Moïse, l’affaire Roch Thériault : Grand méchant loup
Plaidant contre l’endoctrinement, la violence et l’abus de pouvoir, Moïse, l’affaire Roch Thériault, de MARIO AZZOPARDI, martèle son message de manière plutôt didactique, privilégiant une approche conventionnelle ayant fait ses preuves, mais n’offrant rien de bien intéressant à se mettre sous la dent sur le plan de la forme. Leçon.
Certains méchants malades, ayant de la difficulté à se faire accepter par la civilisation, choisissent l’isolement pour créer un monde qui reflète leurs fantasmes. On peut dire cela de Roch Thériault, alias Moïse, qui, dans les années 70 et 80 au Québec et en Ontario, a martyrisé une dizaine d’adultes et une vingtaine d’enfants. Sous l’allure de chef d’une commune unie dans l’amour et le partage, ce psychopathe sadique a tué, mutilé, battu, violé. Bref, il a sérieusement bousillé sur le plan physique comme sur le plan mental les esclaves qu’il avait sous la main. Le film Moïse, l’affaire Roch Thériault s’inspire de ces faits réels. Ce n’est pas une transcription exacte de ce qui est arrivé. Pour les besoins de la fiction (et peut-être de la coproduction canado-britannique), on a inventé le personnage de Paula, (l’Anglaise Polly Walker), travailleuse sociale acharnée qui finit par accumuler les preuves, et par envoyer Moïse sous les verrous. Mais qu’importe, on a compris le message.
Voici un film anti-secte, contre la violence faite aux femmes et aux enfants, et contre l’abus de pouvoir. Un message très clair et asséné de façon quasi scolaire: pour ne pas subir ce genre d’humiliation et de violence, il faut rester fort. Mario Azzopardi, réalisateur de séries télévisées, avait deux choix. Il pouvait jouer l’hyperbole, refiler du grand frisson à la Hannibal Lecter. Le sujet est sordide, l’horreur dépasse l’entendement; il aurait pu choisir d’en extraire le pire et de le travailler "artistiquement", d’en faire une oeuvre de cinéma et de nous glacer les sangs. Il a préféré rester dans l’accumulation de preuves, dans la lecture linéaire de l’histoire, dans le cadre film télé bien fait mais sans surprise. Le film est aussi en coproduction avec plusieurs chaînes et il est fort probable que d’ici peu, il soit diffusé au petit écran.

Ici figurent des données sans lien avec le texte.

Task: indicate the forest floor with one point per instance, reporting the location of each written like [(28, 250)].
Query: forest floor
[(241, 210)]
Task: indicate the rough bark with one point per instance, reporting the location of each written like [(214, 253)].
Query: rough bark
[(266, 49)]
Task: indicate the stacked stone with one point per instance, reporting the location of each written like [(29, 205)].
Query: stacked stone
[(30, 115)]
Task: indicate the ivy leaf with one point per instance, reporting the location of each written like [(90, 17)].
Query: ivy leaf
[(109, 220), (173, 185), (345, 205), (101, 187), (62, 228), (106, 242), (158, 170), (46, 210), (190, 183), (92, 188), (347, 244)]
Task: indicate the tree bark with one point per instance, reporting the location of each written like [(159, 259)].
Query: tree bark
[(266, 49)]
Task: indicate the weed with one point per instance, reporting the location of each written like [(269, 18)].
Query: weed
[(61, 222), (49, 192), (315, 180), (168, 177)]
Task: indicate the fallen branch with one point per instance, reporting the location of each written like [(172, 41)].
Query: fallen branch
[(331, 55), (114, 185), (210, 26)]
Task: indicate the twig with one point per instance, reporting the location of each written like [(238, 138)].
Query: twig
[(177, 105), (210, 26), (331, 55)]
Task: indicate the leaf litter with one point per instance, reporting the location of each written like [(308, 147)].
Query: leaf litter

On a donc un film non spectaculaire, ordinaire dans la suite de scènes de va-et-vient entre la commune et le bureau d’aide sociale, entrecoupées par des soirs au bar et, vers la fin, par des séances du tribunal. D’ailleurs, c’est dans ce genre de film que l’on voit à quel point on utilise des plans de voitures qui viennent freiner dans le cadre. C’est l’autorité qui débarque, comme la cavalerie. Bref, c’est efficace, plat et ça ne fait pas un bon film. Mais ça reste en tête.
On a peur de croiser ce genre de fêlé, peur de l’embrigadement des sectes, peur que personne ne s’en aperçoive, peur que cela soit si proche culturellement et, surtout, peur d’avoir peur. De façon simpliste, en suivant le personnage de Paula et l’évolution des femmes de la commune, on suit la construction d’une défense, d’une dignité retrouvée. Pour apprendre à ne plus avoir peur. Luc Picard a beau avoir l’air ridicule avec son postiche, dénaturé (il parle anglais comme tout le monde dans ce film, qui s’intitule aussi Savage Messiah), et toujours sur le mode intensité maladive: il est terrible. Mais il sera vaincu par l’assurance d’une femme. Difficile de savoir s’il joue finement ou non: son rôle ainsi que ceux des femmes (Pascale Montpetit, Isabelle Blais, Isabelle Cyr) et des enfants sont des porte-concepts, des habits sociaux. Le petit chaperon rouge qui flanque une raclée au grand méchant loup.